後輩ってだけで、なんの努力もしてないくせに!Springが頑張った成果を横取りするなんて、許せない。それを支持する事務所は、もっと許せない。
メンバーの言葉を封じて、身動きが取れない状態にして、解散させて。仕事を奪って。そんなのイジメ以外何者でもないじゃない。
適当に買ったいつものメニューを頬ばりながら、【Spring 解散】で検索をかける。
美奈は、事務所のせいだという投稿文を見つける度に共感!ボタンを押していった。自分と同じ気持ちのファンがたくさんいると思うと、心が少しだけ満たされる。
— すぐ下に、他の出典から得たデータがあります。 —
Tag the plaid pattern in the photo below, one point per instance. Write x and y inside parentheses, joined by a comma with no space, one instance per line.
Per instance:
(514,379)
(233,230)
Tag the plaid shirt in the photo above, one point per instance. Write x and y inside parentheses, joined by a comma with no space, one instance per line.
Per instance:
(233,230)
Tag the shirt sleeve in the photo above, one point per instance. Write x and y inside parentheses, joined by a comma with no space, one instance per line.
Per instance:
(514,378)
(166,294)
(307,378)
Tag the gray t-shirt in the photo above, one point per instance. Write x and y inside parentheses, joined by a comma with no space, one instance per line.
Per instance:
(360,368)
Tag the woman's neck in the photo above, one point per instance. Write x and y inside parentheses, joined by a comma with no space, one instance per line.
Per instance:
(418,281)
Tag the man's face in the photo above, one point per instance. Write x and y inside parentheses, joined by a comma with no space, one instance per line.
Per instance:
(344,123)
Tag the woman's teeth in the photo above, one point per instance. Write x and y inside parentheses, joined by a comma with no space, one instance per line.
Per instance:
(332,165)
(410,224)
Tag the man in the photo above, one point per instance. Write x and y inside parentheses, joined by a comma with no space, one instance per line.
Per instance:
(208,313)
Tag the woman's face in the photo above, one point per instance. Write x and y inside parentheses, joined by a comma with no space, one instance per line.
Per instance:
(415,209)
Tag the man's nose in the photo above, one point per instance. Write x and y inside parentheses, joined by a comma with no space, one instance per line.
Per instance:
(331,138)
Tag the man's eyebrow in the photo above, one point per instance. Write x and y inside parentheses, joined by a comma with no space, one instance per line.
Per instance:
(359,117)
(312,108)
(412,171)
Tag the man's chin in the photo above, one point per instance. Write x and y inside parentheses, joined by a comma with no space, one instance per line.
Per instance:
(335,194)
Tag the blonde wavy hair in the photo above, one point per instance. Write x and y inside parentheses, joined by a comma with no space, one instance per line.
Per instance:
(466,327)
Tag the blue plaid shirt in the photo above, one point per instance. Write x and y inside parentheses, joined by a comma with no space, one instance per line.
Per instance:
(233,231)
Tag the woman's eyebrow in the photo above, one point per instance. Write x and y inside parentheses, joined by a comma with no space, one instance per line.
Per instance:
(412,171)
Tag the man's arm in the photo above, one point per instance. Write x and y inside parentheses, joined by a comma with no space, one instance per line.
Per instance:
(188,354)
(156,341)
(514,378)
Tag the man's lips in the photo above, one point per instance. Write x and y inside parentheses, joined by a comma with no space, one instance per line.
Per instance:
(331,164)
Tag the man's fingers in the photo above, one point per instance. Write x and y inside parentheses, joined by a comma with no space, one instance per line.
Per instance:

「佐藤さん?なんだか怖い顔してますけど、何かありました?」
スマホの画面を見ながら一心不乱に【共感!】ボタンを押していた美奈は、のほほんとした顔で隣に座ってきた同僚に声をかけられ、我に返る。
「……ちょっとね。ごめんなさい。今日はやることがあるから、食べたらすぐデスクに戻るわ」
いつもなら雑談の一つでもするのだが、美奈は一刻も早く、この場を去りたかった。
ここにいると嫌でも、テレビから大嫌いなWinterの藤冬馬の声が聞こえてくる。
スマホを置いて残りのご飯を一気に胃の中に入れ、立ち上がる。
美奈はため息を吐きながら、社食を後にした。